Olhou o relógio no pulso e espreguiçou-se.
- Deus meu! Quase quatro e quinze da manhã!
- Isso não é nada para quem veio de Paris. Ela sorriu.
- Estava linda a Primavera!... Sabe o que me deu vontade agora, Baby?
Enfiou com força as unhas entre seus cabelos.
Ele sorriu. Mas ela desfez a ilusão.
- Não. Não é bem isso que você está pensando. Me deu vontade e, se não fosse tão tarde, eu pediria para que você nos fizesse um cafezinho bem forte, para tirar o gosto dessa história fantasmagórica.
- Eu faço. Mas enquanto a água ferve, posso tomar um banho? Faz bem dois dias que não tomo uma ducha. Estou podre.
- Por quê?
- Você ainda o pergunta? Porque estava desanimado. Porque estava triste e ansioso. Porque eu mesmo me boto de castigo de vez em quando.
- Se eu não estivesse tão zangada com você, teria achado essa confissão uma delícia.
- Sei que você tem toda razão, Pô. Mas desde que você chegou que não faço outra coisa que não seja arrastar meu rabo no chão, pedindo perdão em tudo.
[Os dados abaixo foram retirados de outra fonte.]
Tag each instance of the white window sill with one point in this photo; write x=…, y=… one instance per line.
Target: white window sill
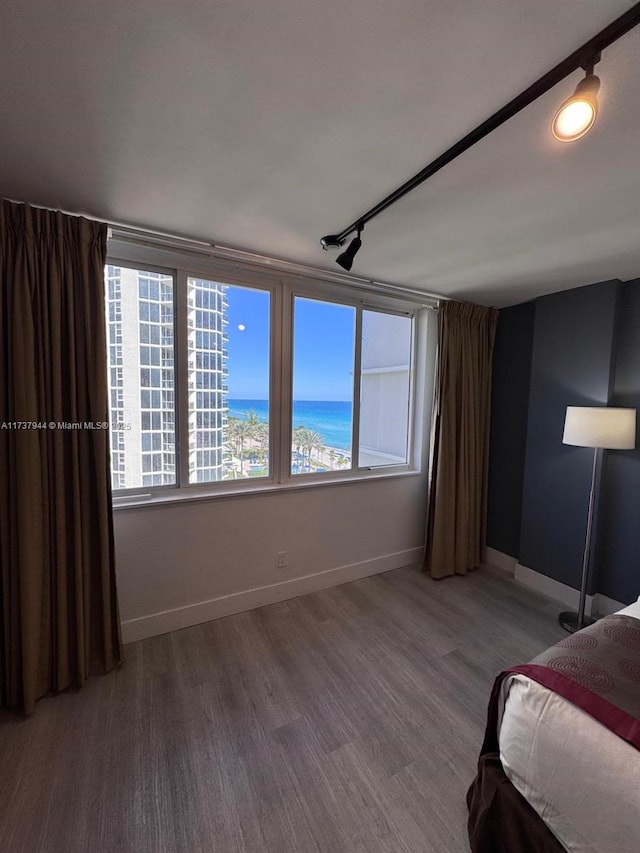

Até no modo como contei toda a tragédia.
Saiu para a cozinha e ela ouviu que ele acendia o gás do pequeno fogão. Levantou-se e foi se sentar numa cadeira da copa para poder "apreciá-lo" bem. O coração, se não fosse o domínio da mente, estava repetindo há muito: porque perder tanto tempo? Ou então a vontade refreada de dizer: "meu querido querido, eu te amo... Eu te amo"...
Enquanto tirava a camisa para ir banhar-se, não se conteve e comentou mal-humorado.
- Também sua zanga está parecendo o Bolero de Ravel, que não acaba nunca!...
Deixou a porta do banheiro aberta para que ela ouvisse o descer da água sobre o seu corpo. Para que o cheiro do sabonete que ela escolhia chegasse até suas narinas.
- Pô, você pode se zangar, mas vou dizer.
- Sim.
- "Eu te amo"...
- Verdade? Vou levar cento e sessenta séculos para tornar a acreditar nisso.
Agora era diferente, era a doce briguinha de amor. Gostosa, gostosíssima, gostosérrima, quente, quentíssima, quentérrima, de se sentir...
Esperou que ele aparecesse com os cabelos úmidos, envolto no robe-de-chambre azulado. Ele parou como se estivesse vendo uma visão. Então não se conteve. Arremessou-se de joelhos e com as mãos envolveu o corpo de Paula.
Um grito selvagem escapou-se de sua garganta e sua voz era toda uma confissão de ternura e paixão.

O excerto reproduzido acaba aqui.